2017.01.19

【木村和久連載】接待ゴルフの進化系
「ステルス接待」とは?

  • 木村和久●文 text by Kimura Kazuhisa
  • 服部元信●イラスト illustration by Hattori Motonobu

 じゃあ、ステルス接待はどうやるのか。

 2~3組のミニコンペなどでは、大事な取引先の方、接待する社長さんをトップスタートにします。そして、ニアピンやドラコンなど、社長さんが最初に権利を得た状態となったら、後続の組はその権利を決して奪わないようにします。

 つまり、ニアピンの場合、10mにつけた社長さんより近くに寄せたとしても、ニアピンの旗に名前を書き込んだりはしません。ドラコンも同様です。社長さんがたとえ200ヤードしか飛ばなかったとしても、後続は名前を書き込まず、そのまま社長さんにドラコンを与えてしまうのです。

 もちろん、社長さんがドラコンやニアピンの権利を取れなかったら、バラします。

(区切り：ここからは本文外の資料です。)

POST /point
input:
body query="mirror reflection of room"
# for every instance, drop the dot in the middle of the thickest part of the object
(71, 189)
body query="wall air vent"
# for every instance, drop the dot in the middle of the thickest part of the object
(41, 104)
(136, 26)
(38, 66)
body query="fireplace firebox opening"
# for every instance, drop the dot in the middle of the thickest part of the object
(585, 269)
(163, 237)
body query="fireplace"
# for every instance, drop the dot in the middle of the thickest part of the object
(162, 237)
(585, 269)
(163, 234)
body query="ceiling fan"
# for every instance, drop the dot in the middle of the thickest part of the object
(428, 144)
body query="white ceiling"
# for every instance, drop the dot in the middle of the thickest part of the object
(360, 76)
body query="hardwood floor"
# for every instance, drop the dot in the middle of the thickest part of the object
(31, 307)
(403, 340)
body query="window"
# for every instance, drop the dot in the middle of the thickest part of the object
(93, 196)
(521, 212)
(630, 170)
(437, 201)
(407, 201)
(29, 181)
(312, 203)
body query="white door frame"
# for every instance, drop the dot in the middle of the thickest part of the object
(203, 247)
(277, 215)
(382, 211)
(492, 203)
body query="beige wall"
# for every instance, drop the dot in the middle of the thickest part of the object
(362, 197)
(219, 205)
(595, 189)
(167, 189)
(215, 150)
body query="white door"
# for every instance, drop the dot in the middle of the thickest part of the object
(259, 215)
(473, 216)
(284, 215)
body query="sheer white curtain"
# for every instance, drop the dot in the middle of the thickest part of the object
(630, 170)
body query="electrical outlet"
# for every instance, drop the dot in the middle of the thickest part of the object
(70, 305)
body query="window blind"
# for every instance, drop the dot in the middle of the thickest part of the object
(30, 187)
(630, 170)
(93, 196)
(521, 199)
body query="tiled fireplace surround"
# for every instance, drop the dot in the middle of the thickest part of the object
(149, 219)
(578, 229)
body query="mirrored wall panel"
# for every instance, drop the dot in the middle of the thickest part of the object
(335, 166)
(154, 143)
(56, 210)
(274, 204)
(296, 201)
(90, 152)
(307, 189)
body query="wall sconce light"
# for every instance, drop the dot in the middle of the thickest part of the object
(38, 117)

そこまでは面倒を見きれませんからね。

 ただし、最終結果においては、とんでもない操作をして社長さんを優勝へと導きます。

 通常ミニコンペなどでは、順位を新ペリアというルールで決めることが多いです。これは、18ホール中、12ホールを隠しホールとしてピックアップし、その12ホールで叩いた場合、高いハンデがつく仕組みになっています。細かい計算方法があるのですが、簡単に言えば、隠しホールでダブルボギーやトリプルボギーを叩けば高いハンデを得られ、優勝する確率が高くなります。

 そして本来、隠しホールはコース側しか知らないので、どこで叩けばいいかわかりません。しかし、ステルス接待ではそれを逆手にとって、接待する社長さんのスコアを予め見て、社長さんがダボやトリプルを叩いたところをハンデホールにしてしまうのです。